Q: When did you start thinking about the time after being dancer? Was there something other than classical dance you were interested in?

A: Oh yes, there were always many things. When I was dancer at the State Opera in Munich, Bavaria, I always wanted to know more about the musculoskeletal system and decided to study anatomy. A very clever professor advised me to study physiotherapy what was fascinating and became a good basis for my later work as ballet teacher. I have been training for many years with professional dancers, with ballet pedagogues and always with children and hobby dancers, something I love most. They do it only for the sake of ballet, without the stress professional dancers have and must have. – The most important message: you can always start doing ballet as long as you can go. There are of course individual limits of the musculoskeletal system to accept. But there are no physical limits (except you are sportively overexerting) to train beauty and harmony when walking and dancing.

P-121_bearbeitet-1

© EMMA 2016

Q: In what way is ballet different from other sports?

A: Ballet is something holistic. It includes mind, spirit and body. Sport deals with the body, in the majority of cases only with some parts of the body. Exercising ballet you get the maximum profit. Sport means most of the time strength and endurance training what there is also when doing ballet. Beyond that you train coordination, beauty and harmony in your movement. And there is no stress to do it right and no stress that you must be better than anyone. Everybody does her or his best.

P-123_bearbeitet-1

© EMMA 2016

Q: At last, you will certainly guess what I am going to ask – do you have another example from somebody who started doing ballet at a certain (advanced) age?

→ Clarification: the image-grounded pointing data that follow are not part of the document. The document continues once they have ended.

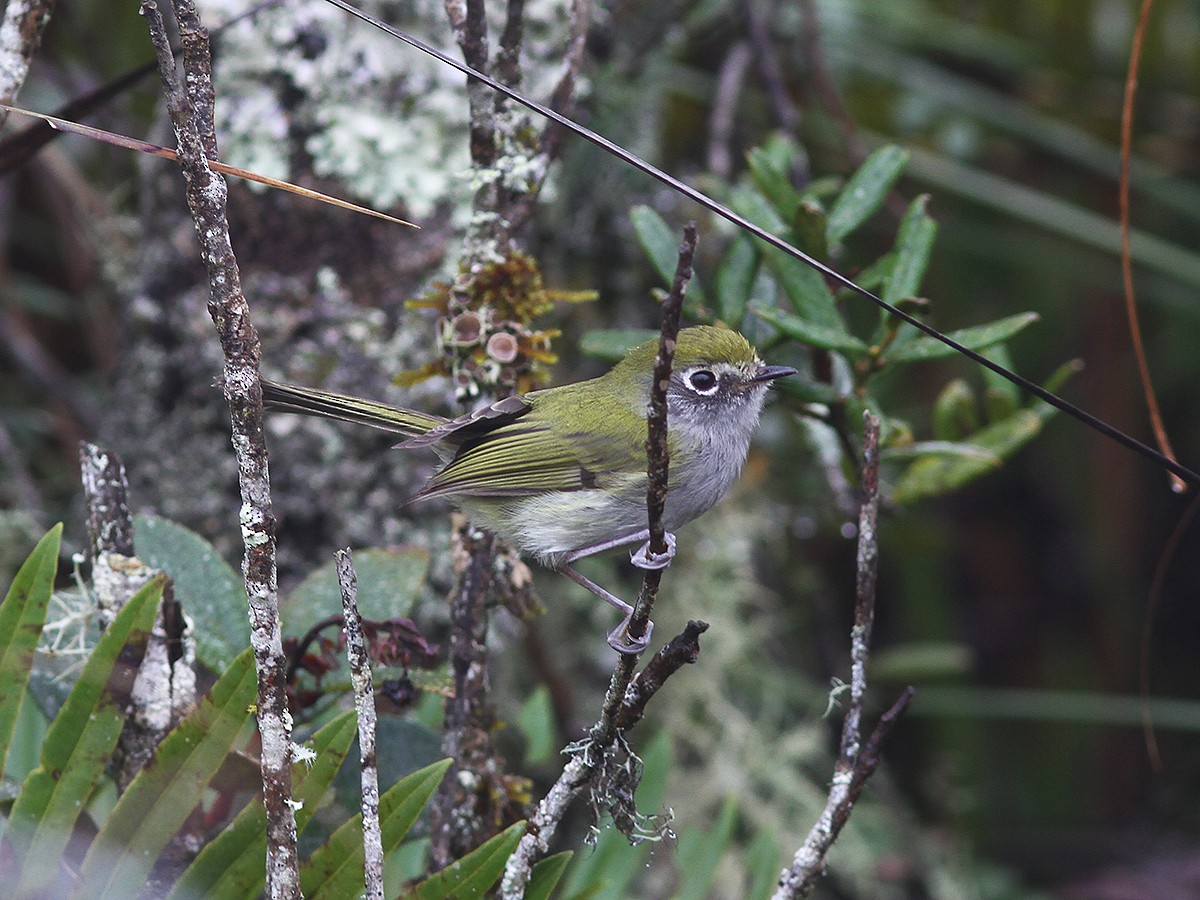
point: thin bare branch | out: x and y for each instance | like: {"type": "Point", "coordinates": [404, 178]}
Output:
{"type": "Point", "coordinates": [190, 102]}
{"type": "Point", "coordinates": [857, 760]}
{"type": "Point", "coordinates": [364, 703]}
{"type": "Point", "coordinates": [604, 751]}
{"type": "Point", "coordinates": [21, 35]}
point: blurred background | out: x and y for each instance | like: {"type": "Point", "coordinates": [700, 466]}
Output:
{"type": "Point", "coordinates": [1019, 604]}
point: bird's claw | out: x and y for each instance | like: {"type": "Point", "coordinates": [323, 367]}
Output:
{"type": "Point", "coordinates": [645, 558]}
{"type": "Point", "coordinates": [621, 640]}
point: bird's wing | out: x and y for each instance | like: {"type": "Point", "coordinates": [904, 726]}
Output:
{"type": "Point", "coordinates": [516, 460]}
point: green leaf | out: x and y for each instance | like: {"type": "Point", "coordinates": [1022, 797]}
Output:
{"type": "Point", "coordinates": [475, 873]}
{"type": "Point", "coordinates": [915, 243]}
{"type": "Point", "coordinates": [973, 339]}
{"type": "Point", "coordinates": [700, 853]}
{"type": "Point", "coordinates": [810, 333]}
{"type": "Point", "coordinates": [934, 475]}
{"type": "Point", "coordinates": [802, 285]}
{"type": "Point", "coordinates": [231, 865]}
{"type": "Point", "coordinates": [335, 870]}
{"type": "Point", "coordinates": [809, 225]}
{"type": "Point", "coordinates": [612, 343]}
{"type": "Point", "coordinates": [22, 616]}
{"type": "Point", "coordinates": [762, 861]}
{"type": "Point", "coordinates": [546, 875]}
{"type": "Point", "coordinates": [661, 246]}
{"type": "Point", "coordinates": [954, 412]}
{"type": "Point", "coordinates": [735, 281]}
{"type": "Point", "coordinates": [79, 743]}
{"type": "Point", "coordinates": [208, 588]}
{"type": "Point", "coordinates": [163, 795]}
{"type": "Point", "coordinates": [537, 724]}
{"type": "Point", "coordinates": [389, 581]}
{"type": "Point", "coordinates": [769, 168]}
{"type": "Point", "coordinates": [865, 191]}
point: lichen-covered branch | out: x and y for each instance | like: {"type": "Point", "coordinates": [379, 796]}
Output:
{"type": "Point", "coordinates": [857, 760]}
{"type": "Point", "coordinates": [165, 687]}
{"type": "Point", "coordinates": [190, 102]}
{"type": "Point", "coordinates": [603, 754]}
{"type": "Point", "coordinates": [364, 703]}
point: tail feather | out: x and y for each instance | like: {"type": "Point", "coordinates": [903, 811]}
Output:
{"type": "Point", "coordinates": [327, 405]}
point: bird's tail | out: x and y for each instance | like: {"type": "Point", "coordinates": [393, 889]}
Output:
{"type": "Point", "coordinates": [311, 401]}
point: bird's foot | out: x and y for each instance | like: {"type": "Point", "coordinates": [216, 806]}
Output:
{"type": "Point", "coordinates": [645, 558]}
{"type": "Point", "coordinates": [621, 640]}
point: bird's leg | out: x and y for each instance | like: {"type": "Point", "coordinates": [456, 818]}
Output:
{"type": "Point", "coordinates": [618, 639]}
{"type": "Point", "coordinates": [646, 558]}
{"type": "Point", "coordinates": [642, 557]}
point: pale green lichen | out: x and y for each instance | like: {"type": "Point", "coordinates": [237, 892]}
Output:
{"type": "Point", "coordinates": [385, 119]}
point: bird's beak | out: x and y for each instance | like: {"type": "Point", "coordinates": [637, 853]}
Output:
{"type": "Point", "coordinates": [769, 373]}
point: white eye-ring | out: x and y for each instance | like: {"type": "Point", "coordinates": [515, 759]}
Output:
{"type": "Point", "coordinates": [702, 381]}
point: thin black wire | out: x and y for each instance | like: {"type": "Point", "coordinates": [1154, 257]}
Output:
{"type": "Point", "coordinates": [730, 215]}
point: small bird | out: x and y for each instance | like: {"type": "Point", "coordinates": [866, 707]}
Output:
{"type": "Point", "coordinates": [561, 473]}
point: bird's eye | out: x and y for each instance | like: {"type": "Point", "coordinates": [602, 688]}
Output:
{"type": "Point", "coordinates": [702, 381]}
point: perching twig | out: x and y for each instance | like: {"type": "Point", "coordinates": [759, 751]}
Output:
{"type": "Point", "coordinates": [190, 103]}
{"type": "Point", "coordinates": [857, 760]}
{"type": "Point", "coordinates": [364, 703]}
{"type": "Point", "coordinates": [592, 760]}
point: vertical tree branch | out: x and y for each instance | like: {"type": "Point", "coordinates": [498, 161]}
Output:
{"type": "Point", "coordinates": [364, 703]}
{"type": "Point", "coordinates": [857, 760]}
{"type": "Point", "coordinates": [625, 700]}
{"type": "Point", "coordinates": [165, 687]}
{"type": "Point", "coordinates": [190, 105]}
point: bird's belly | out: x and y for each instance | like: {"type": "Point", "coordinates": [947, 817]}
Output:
{"type": "Point", "coordinates": [552, 526]}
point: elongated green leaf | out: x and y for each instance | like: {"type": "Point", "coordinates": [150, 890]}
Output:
{"type": "Point", "coordinates": [162, 796]}
{"type": "Point", "coordinates": [865, 191]}
{"type": "Point", "coordinates": [79, 744]}
{"type": "Point", "coordinates": [701, 852]}
{"type": "Point", "coordinates": [975, 339]}
{"type": "Point", "coordinates": [546, 875]}
{"type": "Point", "coordinates": [810, 333]}
{"type": "Point", "coordinates": [335, 870]}
{"type": "Point", "coordinates": [769, 169]}
{"type": "Point", "coordinates": [933, 475]}
{"type": "Point", "coordinates": [607, 871]}
{"type": "Point", "coordinates": [209, 589]}
{"type": "Point", "coordinates": [955, 413]}
{"type": "Point", "coordinates": [915, 243]}
{"type": "Point", "coordinates": [231, 865]}
{"type": "Point", "coordinates": [22, 616]}
{"type": "Point", "coordinates": [735, 281]}
{"type": "Point", "coordinates": [661, 246]}
{"type": "Point", "coordinates": [475, 873]}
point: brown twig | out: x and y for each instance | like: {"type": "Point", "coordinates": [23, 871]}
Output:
{"type": "Point", "coordinates": [597, 759]}
{"type": "Point", "coordinates": [190, 103]}
{"type": "Point", "coordinates": [1131, 299]}
{"type": "Point", "coordinates": [364, 703]}
{"type": "Point", "coordinates": [826, 87]}
{"type": "Point", "coordinates": [857, 760]}
{"type": "Point", "coordinates": [21, 35]}
{"type": "Point", "coordinates": [786, 113]}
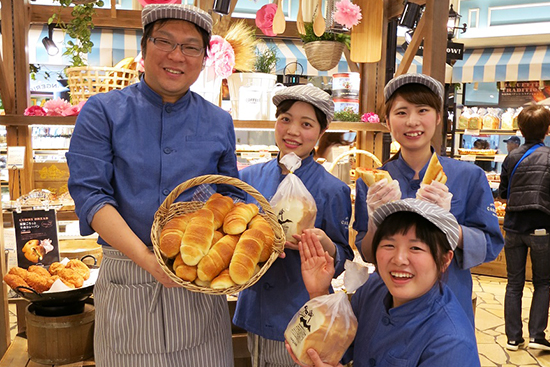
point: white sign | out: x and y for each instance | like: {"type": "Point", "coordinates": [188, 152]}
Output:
{"type": "Point", "coordinates": [16, 158]}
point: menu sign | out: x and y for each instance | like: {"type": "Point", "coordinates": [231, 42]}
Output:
{"type": "Point", "coordinates": [36, 237]}
{"type": "Point", "coordinates": [516, 94]}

A: Of course, there are still many! There was an elderly lady coming very often in the afternoon to buy things for her granddaughter in the ballet boutique next to my ballet school. One day she called me asking if it was possible to come at 7 pm. When she arrived there were other ladies of her age, none of them buying something in the boutique but passing by, one after the other, much to her surprise. She asked me where they were going. When I told her that they attended a ballet class for grown ups she was amazed. A childhood dream was near to come true! She still had retired and had now time enough. She totally had forgotten to buy things for her granddaughter but bought an equipment for herself and … was in the ballet school at the barre the very next evening! By the way, she is meantime about 70 years old and is still training there, for nearly ten years.